子どもたちが学校に通っていると、必ず役員決めの時期がやって来る。
3人いたら、3人分。

毎回そのたびに、私は申し訳ないような、複雑な気持ちになった。

我が家には3人の子どもがいる。
長女と二女とは3歳違いで、二女と末っ子の長男は6歳差だ。
つまり、長女の高校入学と、二女の特別支援学校の中学部入学と、長男の小学校入学が同時だった。

現在では3人とも成人しているが、彼らが学生時代は、常にこの「役員問題」がついて回った。



私の住む団地の一角は、同世代のご家族が比較的多い。
特に、ご近所に住む長女の同級生のご家族とは、子どもどうしの関係から仲が良くなり、ずっと家族ぐるみの付き合いをしてきた。

近所のママ友たちは地域の活動にも積極的な人が多くて、長女が幼い頃は、春のさくらまつり、秋の地区対抗運動会、文化祭など、自治会主催の行事へ、どの家庭も家族全員で参加をしていた。

そんな関わりがきっかけで、もう25年くらい前になるが、6、7軒のご近所さんと、定期的にホームパーティをしていた。

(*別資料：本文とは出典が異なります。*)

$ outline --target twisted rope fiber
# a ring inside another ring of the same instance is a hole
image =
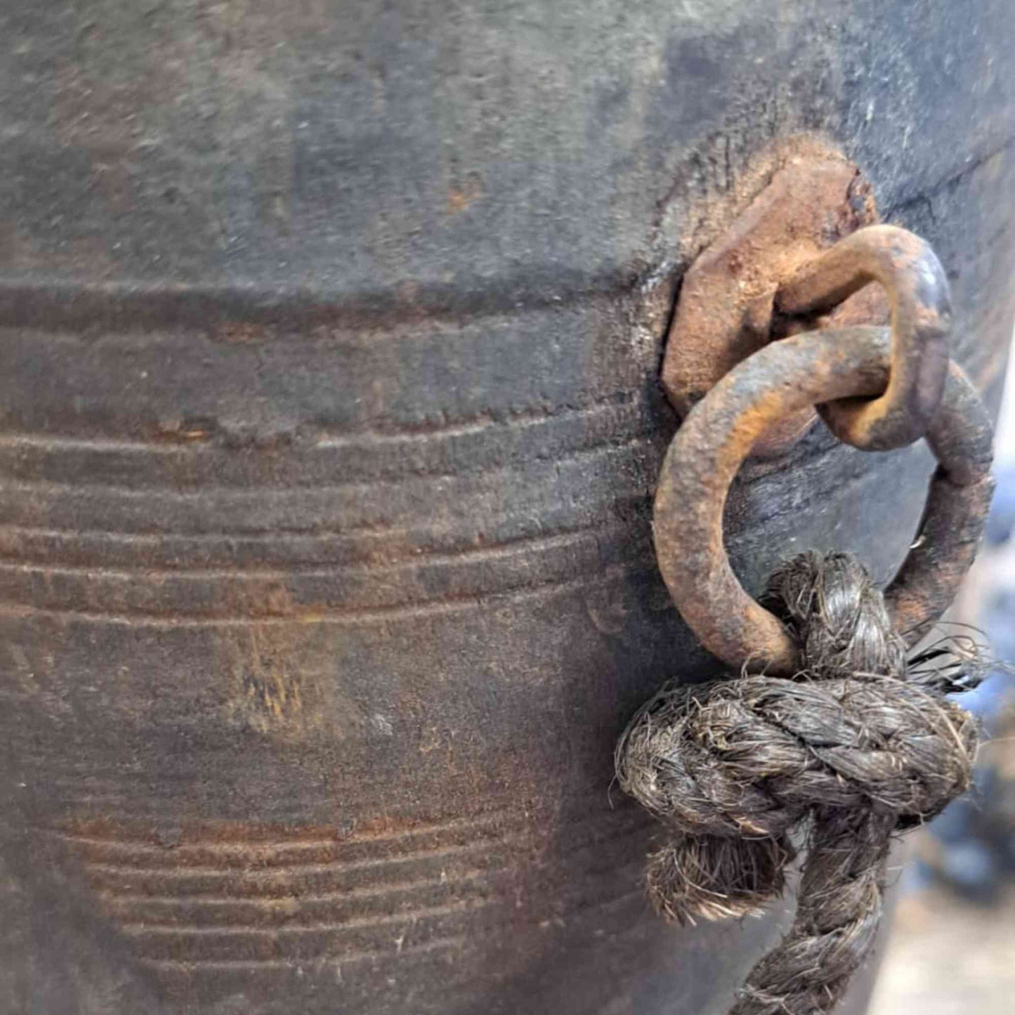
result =
[[[851,555],[795,558],[769,598],[802,671],[668,685],[624,732],[616,769],[670,832],[646,872],[670,920],[757,913],[784,889],[792,832],[807,829],[796,920],[731,1015],[816,1015],[870,952],[892,834],[970,785],[976,726],[944,695],[975,674],[925,665],[941,650],[907,667],[881,593]]]

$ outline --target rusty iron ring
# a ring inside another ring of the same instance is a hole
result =
[[[877,395],[891,368],[886,328],[812,331],[765,346],[690,411],[663,463],[653,523],[673,601],[706,649],[734,667],[797,672],[780,620],[744,591],[723,544],[730,482],[757,437],[789,413]],[[885,599],[911,645],[947,608],[972,563],[990,507],[992,431],[972,383],[954,363],[927,441],[938,460],[920,537]]]
[[[892,363],[880,397],[821,407],[831,431],[866,451],[919,441],[937,411],[948,371],[951,299],[930,245],[894,225],[870,225],[804,265],[775,294],[789,316],[832,310],[869,282],[891,302]]]

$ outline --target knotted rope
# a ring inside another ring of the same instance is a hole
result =
[[[617,745],[621,787],[663,819],[649,859],[657,910],[693,922],[757,912],[809,831],[793,927],[732,1015],[830,1012],[873,944],[893,832],[970,785],[973,719],[948,670],[910,663],[854,557],[804,554],[771,583],[800,646],[795,678],[664,688]]]

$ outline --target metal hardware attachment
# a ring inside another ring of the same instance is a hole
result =
[[[666,341],[662,382],[686,416],[713,385],[772,337],[821,326],[886,325],[884,291],[867,286],[821,322],[784,321],[774,313],[780,286],[834,244],[878,221],[870,187],[834,153],[808,155],[779,170],[751,204],[701,251],[684,273]],[[754,454],[771,455],[815,421],[808,407],[765,434]]]
[[[885,392],[894,351],[885,328],[829,329],[773,342],[727,374],[677,431],[656,493],[656,553],[684,619],[731,666],[749,660],[789,675],[798,658],[783,624],[730,567],[723,544],[730,482],[758,436],[789,414]],[[972,563],[994,488],[990,420],[954,363],[926,436],[939,468],[920,537],[885,594],[910,644],[945,610]]]
[[[888,451],[919,441],[937,412],[948,373],[951,299],[930,244],[894,225],[871,225],[840,240],[780,287],[784,314],[823,313],[877,281],[891,300],[892,365],[873,401],[829,402],[819,410],[847,444]]]

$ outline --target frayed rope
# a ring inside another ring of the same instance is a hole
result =
[[[657,911],[693,923],[777,897],[808,832],[793,927],[753,968],[731,1015],[831,1012],[881,920],[891,836],[968,789],[977,730],[945,694],[982,664],[958,645],[905,660],[863,565],[803,554],[770,599],[800,646],[793,679],[669,685],[617,744],[622,789],[670,830],[649,858]],[[799,838],[799,836],[798,836]]]

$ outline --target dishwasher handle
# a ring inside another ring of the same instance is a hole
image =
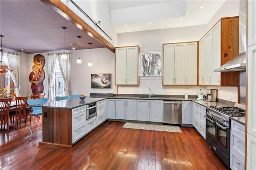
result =
[[[164,102],[164,104],[182,104],[182,102]]]

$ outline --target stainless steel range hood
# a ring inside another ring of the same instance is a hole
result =
[[[237,71],[245,70],[246,66],[246,52],[244,52],[227,62],[218,69],[214,70],[214,71]]]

それぞれの家族に子どもが2、3人ずついるので、どこかの家に集合するとなると、30人くらいの大人数パーティになる。
各自が料理を2、3品持ち寄り、順番にどこかの家で大宴会をするのが、なんとなくの流れになった。

大人は呑んで食べておしゃべりして。
子どもたちは、家の中や庭でみんなが遊びまわり。

もちろん、我が家も数回、宴会場になった。

そんな楽しいパーティを、長女たちが小学3年生くらいまでの約5年間、四季ごとに持ち回りで開催していた。


当時はまだ、長男は生まれていなくて、肢体不自由の二女も幼児だった。

どこの家へ行っても、二女のゆうが横になれる場所を確保してくれて、小さなお布団を敷いて待っていてくれる。
子どもたちも、順番にゆうのところへ来て遊んでくれた。

そんな近所の関わりの中で、ゆうも当たり前に「その場所に一緒にいる子」になることができ、私はそれを心からありがたいと思っていた。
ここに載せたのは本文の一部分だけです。